My left rib cage is a memorial portrait of my grandmother on my father’s side. She was very special to me. She had rose bushes, so I surrounded her with roses. I am also going to put a portrait of my grandfather next to her, to complete the tattoo. I chose to use their military portraits because of the soft tones. This piece is still a work in progress, but is becoming my favorite tattoo.
My right thigh is a piece I have always wanted to get tattooed. It is an archeological dig called “Love’s Eternal Embrace”. It was discovered in Mantua, Italy. It may sound morbid, but I fell in love with the image of these two loves locked in embrace in their grave. I want to find love like that in this world. The tattoo is a reminder to settle for nothing less.

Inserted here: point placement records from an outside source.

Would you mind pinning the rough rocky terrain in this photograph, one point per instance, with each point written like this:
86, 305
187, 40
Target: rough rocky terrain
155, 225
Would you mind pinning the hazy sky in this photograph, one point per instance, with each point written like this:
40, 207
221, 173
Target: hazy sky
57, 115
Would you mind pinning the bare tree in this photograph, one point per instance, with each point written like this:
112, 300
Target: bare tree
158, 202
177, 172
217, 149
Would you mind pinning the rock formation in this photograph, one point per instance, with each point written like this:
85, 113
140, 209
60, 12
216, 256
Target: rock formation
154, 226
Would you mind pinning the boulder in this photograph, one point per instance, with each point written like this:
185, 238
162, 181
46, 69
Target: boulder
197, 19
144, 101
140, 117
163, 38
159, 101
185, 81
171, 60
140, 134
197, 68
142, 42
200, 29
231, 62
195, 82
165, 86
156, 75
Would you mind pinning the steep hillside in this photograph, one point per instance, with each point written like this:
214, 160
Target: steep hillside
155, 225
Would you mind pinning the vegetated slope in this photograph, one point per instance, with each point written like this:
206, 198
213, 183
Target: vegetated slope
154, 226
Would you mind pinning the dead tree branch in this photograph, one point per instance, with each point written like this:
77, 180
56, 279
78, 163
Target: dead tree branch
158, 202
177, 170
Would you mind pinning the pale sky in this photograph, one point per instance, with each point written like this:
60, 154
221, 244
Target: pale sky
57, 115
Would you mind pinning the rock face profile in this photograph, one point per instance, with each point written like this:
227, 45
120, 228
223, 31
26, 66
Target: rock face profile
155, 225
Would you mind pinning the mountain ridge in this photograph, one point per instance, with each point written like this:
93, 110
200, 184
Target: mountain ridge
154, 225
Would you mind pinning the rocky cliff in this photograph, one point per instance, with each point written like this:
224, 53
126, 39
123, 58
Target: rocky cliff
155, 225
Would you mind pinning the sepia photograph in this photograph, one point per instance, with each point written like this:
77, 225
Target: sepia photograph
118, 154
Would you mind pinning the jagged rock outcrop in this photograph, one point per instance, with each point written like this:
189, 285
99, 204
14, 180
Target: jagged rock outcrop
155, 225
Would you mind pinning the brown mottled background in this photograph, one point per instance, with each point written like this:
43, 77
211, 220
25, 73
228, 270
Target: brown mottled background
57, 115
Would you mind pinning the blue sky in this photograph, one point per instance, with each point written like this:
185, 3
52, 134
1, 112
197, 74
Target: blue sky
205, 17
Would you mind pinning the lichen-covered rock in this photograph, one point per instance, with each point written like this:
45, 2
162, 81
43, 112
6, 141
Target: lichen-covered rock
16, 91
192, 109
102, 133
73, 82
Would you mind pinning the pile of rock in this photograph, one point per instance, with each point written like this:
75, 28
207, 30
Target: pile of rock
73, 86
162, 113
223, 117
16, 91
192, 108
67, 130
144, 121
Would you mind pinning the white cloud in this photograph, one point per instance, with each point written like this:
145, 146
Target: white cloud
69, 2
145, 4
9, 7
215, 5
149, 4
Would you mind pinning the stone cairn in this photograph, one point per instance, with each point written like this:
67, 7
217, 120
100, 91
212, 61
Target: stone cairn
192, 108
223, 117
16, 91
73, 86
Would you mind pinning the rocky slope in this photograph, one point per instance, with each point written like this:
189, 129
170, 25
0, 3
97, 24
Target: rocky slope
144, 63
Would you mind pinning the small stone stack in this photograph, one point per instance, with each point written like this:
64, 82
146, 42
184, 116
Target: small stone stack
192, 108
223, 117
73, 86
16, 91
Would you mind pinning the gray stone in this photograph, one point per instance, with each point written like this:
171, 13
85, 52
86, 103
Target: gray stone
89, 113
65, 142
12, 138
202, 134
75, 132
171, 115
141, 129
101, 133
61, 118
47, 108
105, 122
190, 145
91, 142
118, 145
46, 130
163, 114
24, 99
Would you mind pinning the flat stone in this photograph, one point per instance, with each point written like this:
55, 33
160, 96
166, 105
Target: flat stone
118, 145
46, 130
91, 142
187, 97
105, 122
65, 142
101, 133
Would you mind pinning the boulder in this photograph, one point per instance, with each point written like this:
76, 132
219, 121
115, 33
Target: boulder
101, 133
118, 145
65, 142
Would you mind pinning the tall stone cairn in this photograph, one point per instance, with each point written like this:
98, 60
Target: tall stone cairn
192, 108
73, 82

The tattoos on my feet come as a pair. The right says “Nothing Ventured” with the image of a compass. The left says “Nothing Gained” with the image of an anchor on a rope being help by a sparrow. I am a believer in destiny, but I feel we need to be the author of the story that leads up to that destiny. I feel that taking chances is the best thing we can do in life. Challenging ourselves to reach goals we never though attainable. Failing, and getting back up to try harder. Wiser, stronger and more alive than ever before. These tattoos remind me to follow my instincts and not to be afraid to take chances.
I don’t think I’ll ever stop getting tattooed. It’s a part of who I am. I believe getting tattooed is therapeutic. For me, it’s been a release of emotion and a way to remember certain times in my life. Just like my skin heals after getting a tattoo, the process of getting tattooed has helped me heal. They help me deal with life and death. They help me feel comfortable in this cage of skin.